From: jerome lacoste <jerome.lacoste@gmail.com>
To: lkml <linux-kernel@vger.kernel.org>
Subject: Huge unreliability - does Linux have something to do with it?
Date: Fri, 4 Feb 2005 10:03:47 +0100 [thread overview]
Message-ID: <5a2cf1f605020401037aa610b9@mail.gmail.com> (raw)
[-- Attachment #1: Type: text/plain, Size: 1311 bytes --]
[Sorry for the sensational title]
I have had this laptop for three years. It ran Linux (Debian unstable)
from the start and its hardware has been very unreliable: I changed
hard disks twice and the motherboard thrice. My DVD drive started
failing some days ago (this one is 'original', 3 years old). But I
don't mind as I am not under warranty anymore... This morning the
machine booted with fsck errors on my hard disk. I am not sure if I
did the right thing, but I said clear the inodes, and I ended up
loosing some programs(*) (du, dircolors, etc..). The day starts well
isn't it?

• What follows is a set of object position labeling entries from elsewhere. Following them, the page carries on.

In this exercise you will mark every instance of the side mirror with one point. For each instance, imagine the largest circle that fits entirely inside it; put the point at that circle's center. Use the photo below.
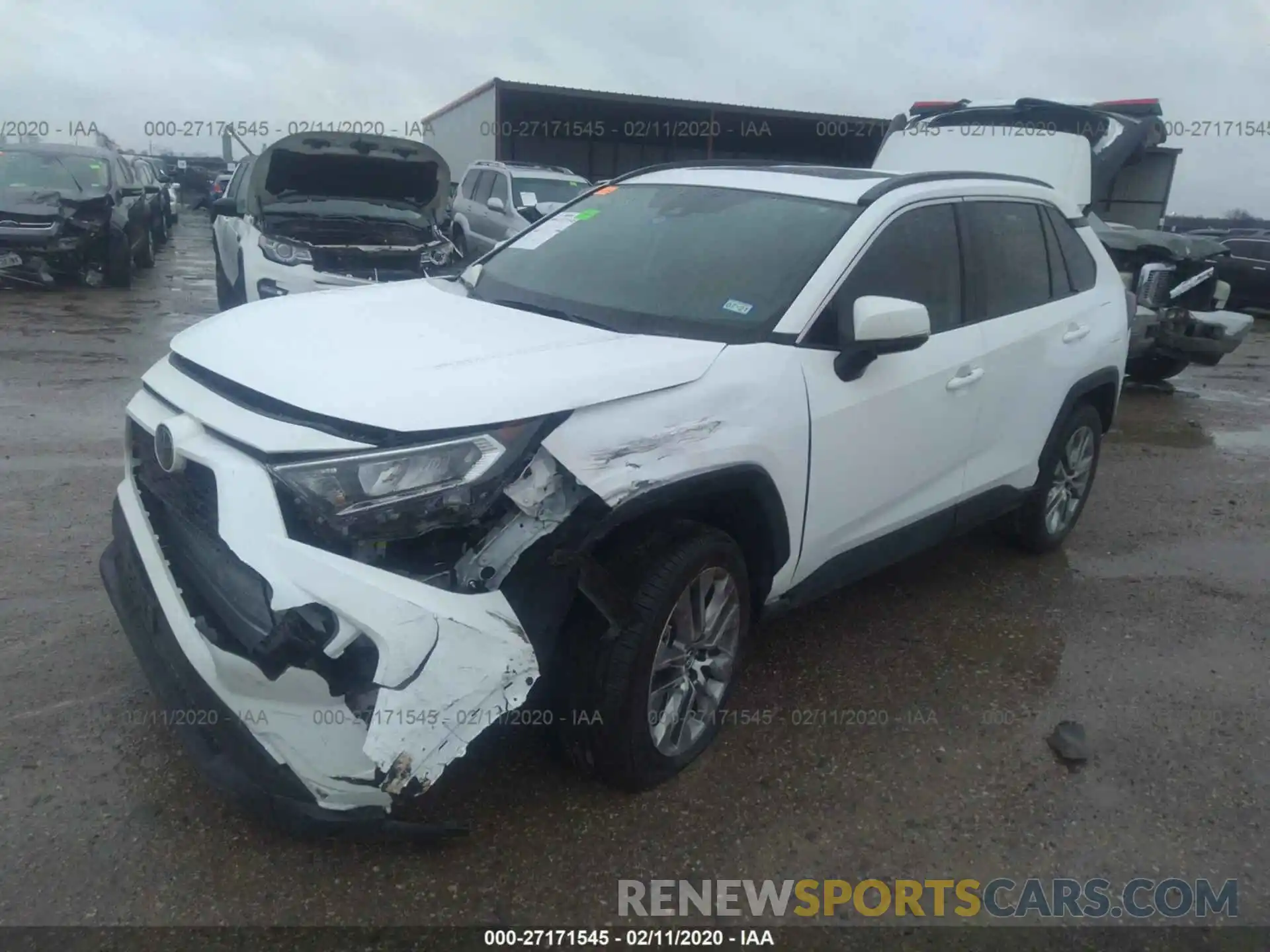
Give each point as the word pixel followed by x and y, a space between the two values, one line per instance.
pixel 878 325
pixel 225 206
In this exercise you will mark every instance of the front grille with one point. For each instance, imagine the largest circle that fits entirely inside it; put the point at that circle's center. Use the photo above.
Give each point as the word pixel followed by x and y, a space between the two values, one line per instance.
pixel 368 266
pixel 1154 285
pixel 190 493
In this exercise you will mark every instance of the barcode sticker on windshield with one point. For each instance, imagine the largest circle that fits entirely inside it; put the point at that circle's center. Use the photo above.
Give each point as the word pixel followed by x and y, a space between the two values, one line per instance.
pixel 546 230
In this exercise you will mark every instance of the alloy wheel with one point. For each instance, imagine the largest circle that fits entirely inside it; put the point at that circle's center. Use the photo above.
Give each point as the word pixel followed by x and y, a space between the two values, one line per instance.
pixel 1071 480
pixel 694 663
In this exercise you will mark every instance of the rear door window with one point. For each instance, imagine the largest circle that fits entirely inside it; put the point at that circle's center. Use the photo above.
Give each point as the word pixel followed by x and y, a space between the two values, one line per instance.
pixel 1009 262
pixel 502 190
pixel 484 187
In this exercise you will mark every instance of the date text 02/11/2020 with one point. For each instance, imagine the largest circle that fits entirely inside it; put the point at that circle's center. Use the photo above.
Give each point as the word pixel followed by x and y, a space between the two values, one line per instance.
pixel 635 938
pixel 629 128
pixel 215 128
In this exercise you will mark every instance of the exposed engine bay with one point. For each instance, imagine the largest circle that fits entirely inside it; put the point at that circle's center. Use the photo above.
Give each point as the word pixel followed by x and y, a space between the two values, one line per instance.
pixel 360 207
pixel 361 247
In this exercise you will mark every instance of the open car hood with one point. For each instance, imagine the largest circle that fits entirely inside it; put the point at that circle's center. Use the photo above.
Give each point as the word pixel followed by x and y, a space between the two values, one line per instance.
pixel 349 165
pixel 412 357
pixel 1078 150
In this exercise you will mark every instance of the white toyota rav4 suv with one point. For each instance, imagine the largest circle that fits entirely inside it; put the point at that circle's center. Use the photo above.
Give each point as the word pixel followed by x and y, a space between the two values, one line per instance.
pixel 359 526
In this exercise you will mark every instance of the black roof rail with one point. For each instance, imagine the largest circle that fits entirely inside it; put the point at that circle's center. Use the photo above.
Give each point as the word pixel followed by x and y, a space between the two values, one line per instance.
pixel 917 178
pixel 804 168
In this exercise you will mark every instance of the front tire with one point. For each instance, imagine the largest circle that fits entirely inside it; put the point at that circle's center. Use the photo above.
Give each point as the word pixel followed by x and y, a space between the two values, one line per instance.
pixel 642 702
pixel 1067 470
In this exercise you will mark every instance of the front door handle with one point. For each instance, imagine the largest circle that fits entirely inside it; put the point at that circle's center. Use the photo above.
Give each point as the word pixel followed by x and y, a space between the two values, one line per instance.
pixel 964 380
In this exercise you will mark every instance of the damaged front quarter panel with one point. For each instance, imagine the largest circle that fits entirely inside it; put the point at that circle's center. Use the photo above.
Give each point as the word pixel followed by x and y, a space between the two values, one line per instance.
pixel 480 664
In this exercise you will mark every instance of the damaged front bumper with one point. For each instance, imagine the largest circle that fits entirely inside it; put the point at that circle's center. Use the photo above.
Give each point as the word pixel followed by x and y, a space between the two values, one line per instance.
pixel 371 682
pixel 37 254
pixel 1201 337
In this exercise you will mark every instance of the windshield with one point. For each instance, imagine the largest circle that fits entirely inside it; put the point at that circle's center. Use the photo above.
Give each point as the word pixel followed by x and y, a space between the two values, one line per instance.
pixel 63 173
pixel 683 260
pixel 527 192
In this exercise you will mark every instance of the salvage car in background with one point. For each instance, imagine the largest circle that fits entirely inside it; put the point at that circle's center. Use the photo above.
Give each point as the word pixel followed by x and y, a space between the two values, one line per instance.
pixel 327 211
pixel 71 214
pixel 501 198
pixel 155 194
pixel 1248 270
pixel 214 190
pixel 1101 157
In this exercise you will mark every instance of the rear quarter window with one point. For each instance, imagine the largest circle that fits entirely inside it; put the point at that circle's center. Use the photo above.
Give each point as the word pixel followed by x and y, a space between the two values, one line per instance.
pixel 1081 267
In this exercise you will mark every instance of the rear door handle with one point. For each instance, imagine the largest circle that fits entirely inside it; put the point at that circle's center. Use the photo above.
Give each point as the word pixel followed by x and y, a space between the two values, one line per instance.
pixel 964 380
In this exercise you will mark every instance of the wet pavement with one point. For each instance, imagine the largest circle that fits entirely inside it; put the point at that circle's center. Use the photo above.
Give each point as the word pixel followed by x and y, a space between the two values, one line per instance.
pixel 893 730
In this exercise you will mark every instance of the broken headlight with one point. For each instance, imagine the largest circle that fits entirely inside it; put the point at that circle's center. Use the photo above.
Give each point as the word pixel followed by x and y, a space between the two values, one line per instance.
pixel 285 252
pixel 357 483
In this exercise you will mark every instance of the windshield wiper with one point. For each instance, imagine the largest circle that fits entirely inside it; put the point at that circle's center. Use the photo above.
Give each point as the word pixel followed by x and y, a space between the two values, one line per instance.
pixel 552 313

Sounds like I will have to switch disks again...
I halted the machine correctly yesterday night. I never dropped the
box in 3 years. Am I just being unlucky? Or could the fact that I am
using Linux on the box affect the reliability in some ways on that
particular hardware (Dell Inspiron 8100)? I run Linux on 3 other
computers and never had single problems with them.
How can the file system (ext3) be messed up the way it was this
morning after I stopped the machine correctly yesterday?
Could a hardware failure look like bad sectors to fsck?
Attached the output of smartctl -a /dev/hda, whatever that helps.
Jerome
(*) I accept tips on discovering and maybe recovering which files have
been taken out of my system...
[-- Warning: decoded text below may be mangled, UTF-8 assumed --]
[-- Attachment #2: smartctl.log --]
[-- Type: text/x-log; name="smartctl.log", Size: 11219 bytes --]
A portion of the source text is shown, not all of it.